In der Podiumsdiskussion wurde aber auch darauf hingewiesen, dass es eine besondere Fähigkeit der Deutschen sei, auch negative Erinnerungen im Rahmen einer Gedenkkultur zu pflegen und als Mahnung weiterzutragen. Wenn man daran denke, wie man beispielsweise in der Türkei oder auch den USA negative Traditionen der eigenen Geschichte konsequent verschweige, so seien da die Deutschen weiter.
Zeitzeugen seien ein unverzichtbares Element einer gelebten Erinnerungskultur, wurde aus dem Podium angemerkt. Leider gebe es nicht mehr viele. Von daher müsse man nunmehr auf „Zweitzeugen“ zurückgreifen, also junge Menschen, die Zeitzeugen kennen und ihr Wissen weitergeben könnten. In mehreren Schulen werde eine solche Kultur bereits gepflegt.
Zur Frage der Schuld der Medizin wurde schließlich noch eingeworfen, dass es in Deutschland nach 1945 einen wichtigen Paradigmenwechsel gegeben habe: Im Zentrum der Aufmerksamkeit sei nicht länger die Gemeinschaft, das Volk („Du bist nichts, Dein Volk ist alles“) gestanden, sondern der einzelne Mensch, wie es im Artikel 1 des Grundgesetzes steht: „Die Würde des Menschen ist unantastbar“. Dadurch sei der Wert eines Menschen eben nicht mehr in einem Geldbetrag fixierbar. Auch der Begriff der „Parasitenexistenz“ oder der des „Minderwertigen“ für Menschen, die sich krankheitsbedingt nicht selbst ernähren konnten, wurde nicht mehr verwendet.
Aber es müsse auch erwähnt werden, dass es nach 1945 gedauert habe, bis man sich seiner Geschichte auch in Deutschland gestellt habe: Noch 1956 habe der Bundesgerichtshof geurteilt, dass z.B. Sinti und Roma an ihrer Verfolgung eine Mitschuld trügen, denn die Maßnahmen gegen die „Zigeuner“ seien durchaus zulässig gewesen, weil man es hier mit einer „Asozialität“ zu tun gehabt habe.
In der Tiergartenstraße 4 schließlich, dem Ort, an dem die „T4“-Aktion auf den Weg gebracht wurde, stehe erst seit 2014 eine Gedenktafel für die Opfer der „T4-Aktion“ der Nationalsozialisten.
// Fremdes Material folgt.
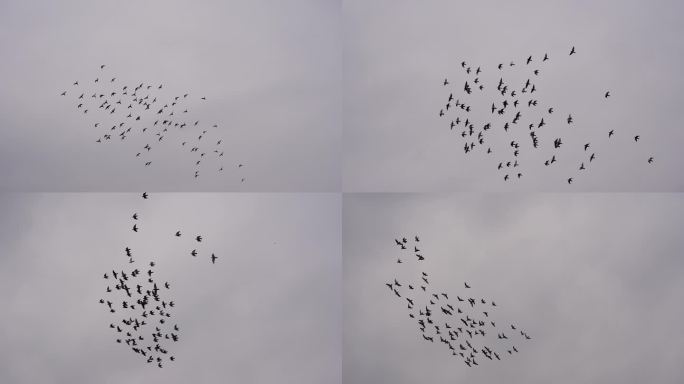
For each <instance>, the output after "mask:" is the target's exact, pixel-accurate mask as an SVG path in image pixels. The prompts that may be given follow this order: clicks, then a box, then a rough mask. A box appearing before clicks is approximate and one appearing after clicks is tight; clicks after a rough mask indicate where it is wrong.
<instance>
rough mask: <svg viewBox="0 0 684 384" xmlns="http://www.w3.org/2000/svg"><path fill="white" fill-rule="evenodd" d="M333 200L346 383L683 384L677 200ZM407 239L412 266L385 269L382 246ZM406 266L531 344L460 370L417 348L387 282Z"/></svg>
mask: <svg viewBox="0 0 684 384" xmlns="http://www.w3.org/2000/svg"><path fill="white" fill-rule="evenodd" d="M343 205H344V212H343V220H344V225H343V233H344V235H343V244H344V268H343V269H344V281H343V285H344V293H343V295H344V315H343V316H344V320H343V326H344V340H343V348H344V359H343V377H344V382H345V383H396V384H401V383H417V382H429V383H454V382H467V383H502V382H511V383H597V382H603V383H635V384H636V383H644V382H654V383H673V384H674V383H681V382H682V380H684V369H683V368H682V365H681V361H682V360H683V359H684V352H683V351H682V348H681V346H682V345H683V344H684V336H683V335H682V332H679V329H680V328H681V319H682V316H684V304H682V303H683V302H684V301H682V292H684V279H682V276H684V261H683V260H682V257H681V256H682V254H684V239H683V238H682V236H681V229H682V227H683V225H684V196H682V195H679V194H614V195H605V194H551V195H548V194H546V195H545V194H535V195H514V194H507V195H505V196H501V195H483V196H478V195H468V194H463V195H449V196H445V195H440V196H426V195H346V196H345V197H344V201H343ZM414 234H418V235H420V237H421V247H420V248H421V250H422V254H423V256H425V258H426V259H425V261H423V264H422V265H421V267H422V268H420V269H417V268H418V267H416V263H417V261H416V262H415V263H411V262H410V260H409V259H407V260H405V261H406V262H405V263H402V264H397V263H396V257H397V247H396V246H395V245H394V239H395V238H398V237H399V238H400V237H401V236H406V237H409V236H412V235H414ZM411 258H413V257H411ZM410 269H415V270H414V271H413V272H415V273H416V274H417V273H419V271H425V272H427V273H428V274H429V275H430V277H431V278H430V280H431V281H430V284H431V286H436V287H439V288H437V289H439V290H441V291H443V292H447V293H449V294H451V298H452V299H453V296H455V295H459V294H460V295H475V297H480V296H481V297H485V298H491V299H493V300H495V301H496V303H497V305H498V307H497V308H498V310H497V311H496V315H497V316H499V317H500V321H499V324H501V323H503V322H504V321H506V322H510V323H514V324H517V325H518V326H520V327H522V328H524V329H525V330H526V331H527V332H528V334H529V335H531V336H532V340H530V341H529V342H525V343H523V344H522V345H520V344H518V347H519V350H520V353H519V354H517V355H515V356H514V357H512V358H508V359H506V358H504V360H503V361H501V362H492V361H489V360H487V359H484V358H480V359H479V363H480V366H479V367H476V368H468V367H466V366H465V365H464V364H463V362H462V361H460V360H458V359H455V358H453V357H452V356H451V354H450V353H449V351H448V349H447V348H446V347H444V346H441V345H437V344H439V343H437V340H436V341H435V344H434V345H433V344H430V343H428V342H425V341H423V340H422V338H421V336H420V333H419V331H418V329H417V325H416V324H415V323H414V320H412V319H410V318H409V316H408V313H407V309H406V302H404V301H403V299H401V301H397V298H396V297H395V296H394V294H393V293H392V292H390V291H389V290H388V289H387V287H386V286H385V283H386V282H391V281H392V279H393V277H395V276H398V277H399V279H400V281H402V277H401V274H402V273H403V274H406V273H407V272H411V271H409V270H410ZM464 281H467V282H468V283H469V284H470V285H471V287H472V288H471V289H469V290H468V292H464V289H463V288H462V287H463V282H464ZM506 355H508V354H507V353H506Z"/></svg>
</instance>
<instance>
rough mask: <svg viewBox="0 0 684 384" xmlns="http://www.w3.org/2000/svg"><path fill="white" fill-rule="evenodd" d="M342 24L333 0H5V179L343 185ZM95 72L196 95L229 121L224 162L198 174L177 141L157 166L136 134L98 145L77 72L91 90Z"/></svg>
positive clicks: (108, 77)
mask: <svg viewBox="0 0 684 384" xmlns="http://www.w3.org/2000/svg"><path fill="white" fill-rule="evenodd" d="M340 34H341V14H340V2H339V1H336V0H330V1H328V0H324V1H313V0H297V1H288V2H286V3H285V2H281V1H272V0H257V1H253V0H249V1H229V2H226V1H176V0H174V1H166V0H163V1H162V0H155V1H148V2H145V3H142V4H141V3H140V2H137V1H117V2H113V3H106V2H91V1H60V2H54V1H29V2H27V1H14V0H9V1H3V2H2V3H1V4H0V51H2V52H3V58H4V59H3V60H2V62H1V63H0V73H1V75H0V78H1V79H2V81H1V82H2V84H3V85H2V87H1V89H0V180H1V181H0V189H2V190H4V191H8V190H9V191H31V192H33V191H36V192H43V191H67V192H70V191H76V192H80V191H85V192H89V191H124V192H131V191H137V190H141V189H154V190H161V191H190V190H192V191H264V192H280V191H305V192H321V191H322V192H330V191H337V190H339V188H340V175H341V171H340V169H341V168H340V158H341V152H340V147H339V144H340V140H339V138H340V136H341V119H340V114H341V92H340V89H341V88H340V79H341V45H340ZM100 64H107V67H106V68H105V70H104V72H105V75H101V74H100V72H99V65H100ZM98 76H100V77H106V81H107V82H108V81H109V78H110V77H116V78H117V83H118V84H120V85H121V86H123V85H129V87H134V86H136V85H137V84H139V83H140V82H145V83H147V82H150V83H153V84H159V83H163V84H164V85H165V88H164V89H165V92H166V93H165V95H168V96H174V95H178V94H183V93H185V92H189V93H190V94H191V96H196V97H197V98H195V99H193V100H192V101H190V102H189V106H188V109H189V110H190V112H189V114H190V115H193V120H194V119H198V120H200V121H201V122H202V123H206V124H209V123H211V124H213V123H218V124H219V129H220V137H222V138H223V139H224V146H225V152H226V155H225V164H224V166H225V171H224V174H223V175H220V176H217V175H214V174H210V172H209V171H206V172H204V173H203V174H202V175H201V177H200V178H199V179H198V182H195V180H194V179H193V177H192V175H193V170H192V169H193V168H192V167H193V165H194V164H191V162H190V161H188V158H187V157H188V154H186V153H184V152H179V151H178V149H177V148H176V146H174V147H173V148H174V150H170V149H168V150H167V149H161V148H162V147H161V146H160V147H159V148H160V149H158V148H155V149H154V152H153V153H155V154H156V155H157V156H156V157H155V158H154V160H155V161H153V164H152V166H150V167H147V168H146V167H144V166H142V164H141V163H140V161H138V160H139V159H136V157H135V154H136V152H139V151H140V150H141V149H142V147H143V146H144V145H145V144H146V143H147V141H145V140H144V139H143V138H142V137H140V136H139V135H138V136H135V137H134V136H133V135H131V136H130V138H129V140H127V141H125V142H118V141H116V140H114V141H116V142H112V143H108V144H107V145H97V144H96V143H95V140H96V139H97V138H98V137H99V136H100V135H101V134H102V130H98V129H94V128H93V124H94V123H95V122H96V121H98V119H99V118H98V117H97V115H96V114H94V113H93V112H94V110H95V109H96V108H95V109H91V110H90V111H89V113H88V115H83V114H82V113H80V112H78V111H77V109H76V103H75V101H76V98H75V97H76V96H78V93H76V95H73V93H75V92H77V91H76V90H75V88H76V87H72V83H73V82H74V81H76V80H79V87H80V89H83V90H86V93H87V89H88V88H92V86H93V85H94V84H93V80H94V79H95V78H96V77H98ZM103 80H105V79H103ZM100 84H101V85H102V86H104V85H108V84H102V83H100ZM62 90H68V91H69V93H68V95H67V96H68V97H60V96H59V94H60V93H61V92H62ZM87 94H88V95H89V93H87ZM71 96H73V97H71ZM201 96H206V98H207V101H206V102H204V103H201V102H200V101H199V100H198V98H199V97H201ZM72 99H73V100H72ZM84 117H87V118H84ZM190 131H192V129H188V128H186V132H190ZM193 136H195V135H194V134H193ZM170 139H171V138H170V137H167V140H170ZM205 140H206V139H205ZM177 141H178V143H177V146H179V145H180V140H177ZM169 145H170V144H169ZM238 163H244V164H245V165H246V166H245V168H244V169H241V170H238V169H236V167H235V166H236V165H237V164H238ZM210 168H211V169H212V170H213V169H214V167H213V166H211V167H210ZM242 177H246V178H247V181H246V182H245V183H244V184H243V183H240V179H241V178H242Z"/></svg>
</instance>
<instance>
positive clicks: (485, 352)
mask: <svg viewBox="0 0 684 384" xmlns="http://www.w3.org/2000/svg"><path fill="white" fill-rule="evenodd" d="M394 242H395V246H396V247H397V248H398V249H399V252H400V255H399V256H398V257H397V261H396V263H397V264H398V265H401V266H402V267H403V268H406V269H408V270H416V271H420V274H416V275H415V276H413V277H411V278H408V279H399V278H398V277H396V275H395V276H394V277H392V279H391V280H390V281H389V282H386V283H385V285H386V286H387V288H388V289H389V291H390V294H391V295H394V296H395V297H396V298H397V300H398V301H399V302H401V303H402V304H405V305H406V306H407V309H408V316H409V318H411V319H412V320H414V321H415V322H416V324H417V326H418V330H419V332H420V334H421V336H422V337H421V339H422V340H423V341H425V342H428V343H435V342H438V343H440V344H442V345H444V347H445V348H446V349H447V350H448V351H450V352H451V355H452V356H454V357H455V358H458V359H461V360H462V361H463V362H464V363H465V365H467V366H469V367H473V366H477V365H480V362H481V361H482V360H484V359H489V360H492V361H497V360H501V359H503V358H506V356H512V355H513V354H516V353H518V352H519V347H520V343H521V342H524V341H527V340H531V339H532V338H531V337H530V336H529V335H528V334H527V332H525V331H524V330H522V329H520V328H519V327H517V326H516V325H515V324H504V323H503V322H497V321H495V316H494V311H496V309H497V304H496V302H495V301H494V300H490V299H485V298H480V297H475V296H474V295H472V294H470V293H465V292H470V289H471V286H470V285H469V284H468V283H467V282H464V290H465V292H464V293H462V294H459V295H453V294H450V293H447V292H442V291H439V290H435V289H434V288H433V286H432V285H431V284H430V276H429V275H428V273H426V272H425V271H424V269H423V268H421V267H422V263H423V262H424V261H425V256H424V253H423V251H421V249H420V248H421V247H422V246H421V245H422V244H421V242H420V238H419V237H418V236H415V237H414V241H409V239H407V238H405V237H403V238H400V239H395V240H394ZM409 263H411V264H412V265H407V264H409ZM414 263H415V264H414ZM405 265H406V266H405ZM416 266H417V267H418V268H416ZM400 280H401V281H400Z"/></svg>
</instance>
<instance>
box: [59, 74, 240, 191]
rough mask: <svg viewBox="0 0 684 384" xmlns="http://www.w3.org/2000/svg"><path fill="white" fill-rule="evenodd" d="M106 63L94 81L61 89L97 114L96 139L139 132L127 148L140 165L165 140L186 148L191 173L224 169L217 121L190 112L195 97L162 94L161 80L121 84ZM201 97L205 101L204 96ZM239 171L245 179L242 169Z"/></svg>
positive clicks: (239, 165) (127, 138)
mask: <svg viewBox="0 0 684 384" xmlns="http://www.w3.org/2000/svg"><path fill="white" fill-rule="evenodd" d="M105 67H106V65H101V66H100V74H99V76H98V77H96V78H95V79H93V80H92V81H87V82H85V83H83V84H80V83H79V81H75V82H74V83H73V84H72V89H70V90H64V91H63V92H62V93H61V94H60V95H61V96H66V97H73V98H74V99H75V108H76V110H77V111H79V112H80V113H81V114H82V115H85V116H95V121H94V122H93V123H92V124H93V128H94V129H96V130H97V132H98V137H97V139H96V140H95V142H96V143H100V144H102V143H109V142H115V141H118V142H126V141H128V142H130V141H132V140H130V139H129V138H131V137H133V136H136V135H137V136H139V137H141V138H142V139H141V140H138V141H135V143H134V144H133V145H136V148H135V149H134V150H133V151H132V153H131V154H135V157H136V158H137V159H139V161H140V164H141V166H143V167H151V166H152V164H153V160H154V159H155V156H154V153H155V152H157V151H158V150H157V151H155V150H156V149H157V148H158V147H161V146H163V145H166V144H167V143H169V144H168V145H175V146H177V149H179V150H181V151H183V152H186V153H187V154H188V157H189V161H191V162H192V164H193V172H194V173H193V177H194V179H197V178H199V177H200V170H202V172H203V173H204V172H205V171H206V172H216V173H223V170H224V163H225V161H224V153H225V149H224V142H223V139H222V138H221V137H220V136H218V133H219V132H218V130H219V126H218V124H216V123H206V122H204V121H201V120H200V119H199V118H196V117H195V118H191V117H190V116H191V115H192V114H191V113H190V109H189V108H188V107H189V106H190V105H192V103H194V102H197V101H198V100H197V99H196V98H194V97H193V96H192V95H190V93H182V94H179V95H177V96H171V97H170V98H169V99H164V95H163V94H162V88H163V87H164V85H163V84H148V83H144V82H141V83H139V84H138V83H136V84H135V85H127V84H123V83H121V81H119V80H118V79H117V77H116V76H114V75H112V74H108V73H107V71H106V69H105ZM105 76H106V77H105ZM199 101H201V102H204V101H206V97H200V98H199ZM127 139H128V140H127ZM143 143H144V145H142V144H143ZM155 161H156V160H155ZM234 166H235V167H236V168H238V169H239V170H240V171H241V172H242V169H243V167H244V165H243V164H242V163H237V164H235V165H234ZM239 177H240V180H241V182H245V180H246V178H245V177H244V175H241V176H239Z"/></svg>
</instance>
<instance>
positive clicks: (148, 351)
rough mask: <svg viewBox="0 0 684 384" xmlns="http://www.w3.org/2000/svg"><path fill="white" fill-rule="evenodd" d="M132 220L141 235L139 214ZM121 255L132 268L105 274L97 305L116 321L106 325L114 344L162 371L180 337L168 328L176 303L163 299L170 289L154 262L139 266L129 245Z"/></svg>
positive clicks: (144, 196)
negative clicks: (107, 325)
mask: <svg viewBox="0 0 684 384" xmlns="http://www.w3.org/2000/svg"><path fill="white" fill-rule="evenodd" d="M142 197H143V199H145V200H147V199H148V197H149V195H148V194H147V193H143V194H142ZM131 219H132V220H133V226H132V231H133V232H135V233H140V231H141V230H142V226H141V225H139V223H140V219H141V217H140V215H139V214H138V213H137V212H134V213H133V215H132V216H131ZM173 236H174V237H176V238H178V237H181V236H182V233H181V231H180V230H179V231H177V232H176V233H175V234H173ZM202 240H203V237H202V235H196V236H195V238H194V241H195V242H196V243H198V244H199V243H201V242H202ZM189 254H190V255H191V256H192V257H197V256H198V255H199V252H198V250H197V248H195V249H192V251H189ZM124 255H125V257H126V258H127V259H128V262H127V264H128V265H131V267H130V268H128V270H126V269H125V268H124V269H116V270H115V269H113V270H111V271H107V272H106V273H104V275H103V279H104V280H105V284H106V287H105V289H104V291H105V293H106V296H105V297H104V298H101V299H100V300H99V303H100V304H101V305H102V306H103V307H104V309H105V310H106V311H107V312H109V313H111V314H114V315H113V316H116V317H117V318H118V320H116V321H114V322H112V323H110V324H109V328H110V329H111V330H112V331H113V332H114V333H115V337H116V342H117V343H119V344H125V345H126V346H127V347H128V348H130V349H131V350H132V351H133V352H135V353H136V354H138V355H139V356H141V358H143V359H144V360H145V361H146V362H147V363H149V364H156V365H157V366H158V367H159V368H162V367H163V364H164V363H165V362H168V361H174V360H175V357H174V356H173V355H172V354H171V353H170V352H169V350H168V348H169V346H168V344H169V343H176V342H178V340H179V338H180V336H179V331H180V328H179V326H178V324H175V323H174V324H173V326H172V325H171V324H172V321H171V319H172V316H173V313H172V311H173V308H174V307H175V302H174V301H173V300H172V299H170V298H169V297H167V296H166V295H167V294H168V293H169V291H170V290H171V284H170V283H169V282H168V281H164V282H163V283H162V281H160V280H156V275H155V270H154V269H153V268H154V267H155V266H156V263H155V262H154V261H151V262H149V264H145V266H140V267H138V264H136V258H135V256H134V254H133V250H132V249H131V247H129V246H126V247H125V248H124ZM217 259H218V256H216V255H215V254H214V253H211V256H209V260H211V263H212V264H215V263H216V260H217ZM132 264H133V265H132Z"/></svg>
Es gehe heute darum, die Freiheit in unserer Gesellschaft zu wahren und zu schützen, denn sie schütze vor Irrwegen. Ohne Freiheit gebe es keine Menschenwürde und umgekehrt gelte das auch: Ohne den Schutz der Menschenwürde könne es keine Freiheit geben.
Das Publikum quittierte die Podiumsdiskussion mit längerem Applaus. Peter Zwanzger lud anschließend noch zu einem Umtrunk ein.